Bienheureux Adonis ! en leurs douces caresses
Les Vierges de Byblos t’enlacent de leurs tresses !
Eveille-toi, souris à la clarté des cieux,
Bois le miel de leur bouche et l’amour de leurs yeux ![1]


Le souvenir des contemporains de ces heures de la vie du poète, est là, pour rendre témoignage du réconfort de cœur que la jeune veuve éprouva au contact de cette flamme du génie. Après l’affreuse tourmente qui l’avait secouée et comme rejetée au rivage, elle avait, à côté du poète, la sensation de s’appuyer à la magnifique solidité d’un roc. De la fierté tendre se mêlait à son sentiment de gratitude. Elle ne se demandait point si la douleur avait fait d’elle la fille d’adoption du poète, ou si elle était son inspiratrice.

Entre les années 1880 à 1885, cette intimité se resserra encore entre l’auteur de La Résurrection d’Adonis et la jeune femme. Même, elle alla faire un séjour, dans le modeste appartement des Leconte de Lisle, Boulevard des Invalides. Avec une joie juvénile, le poète l’emmenait visiter tous les lieux où ils pouvaient voir de la beauté, tableaux, statues. D’autre part, les Parnassiens, qui fréquentaient la maison de celui qu’ils nommaient le Maître, cédaient à leur propre désir, autant qu’au goût de lui plaire, en déposant, aux pieds de la ravissante créole, des hommages en prose et en vers.

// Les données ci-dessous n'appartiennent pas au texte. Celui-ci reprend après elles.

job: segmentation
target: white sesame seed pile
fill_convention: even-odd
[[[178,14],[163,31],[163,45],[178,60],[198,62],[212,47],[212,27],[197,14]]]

Nous avons sous les yeux un Album à tranches dorées, relié de maroquin noir, et fermé par une serrure. Dans l’angle supérieur de la couverture, le nom de la jeune femme est imprimé en lettres d’or. Le quart, environ, de ce petit livre est empli par des autographes, au bas desquels on lit les signatures de Victor Hugo, de Renan, de Tola Dorian, de Paul Bourget, de Jules Breton, de J. M. de Hérédia, du Vicomte de Guerne, d’Octave Lacroix, de Louis Ratisbonne, d’Anatole France, d’Edmond Haraucourt, de Catulle Mendès, de François Coppée, d’Étienne Arago, de Louis Ménard, de Théodore

  1. « La Résurrection d’Adonis ». Poèmes Tragiques.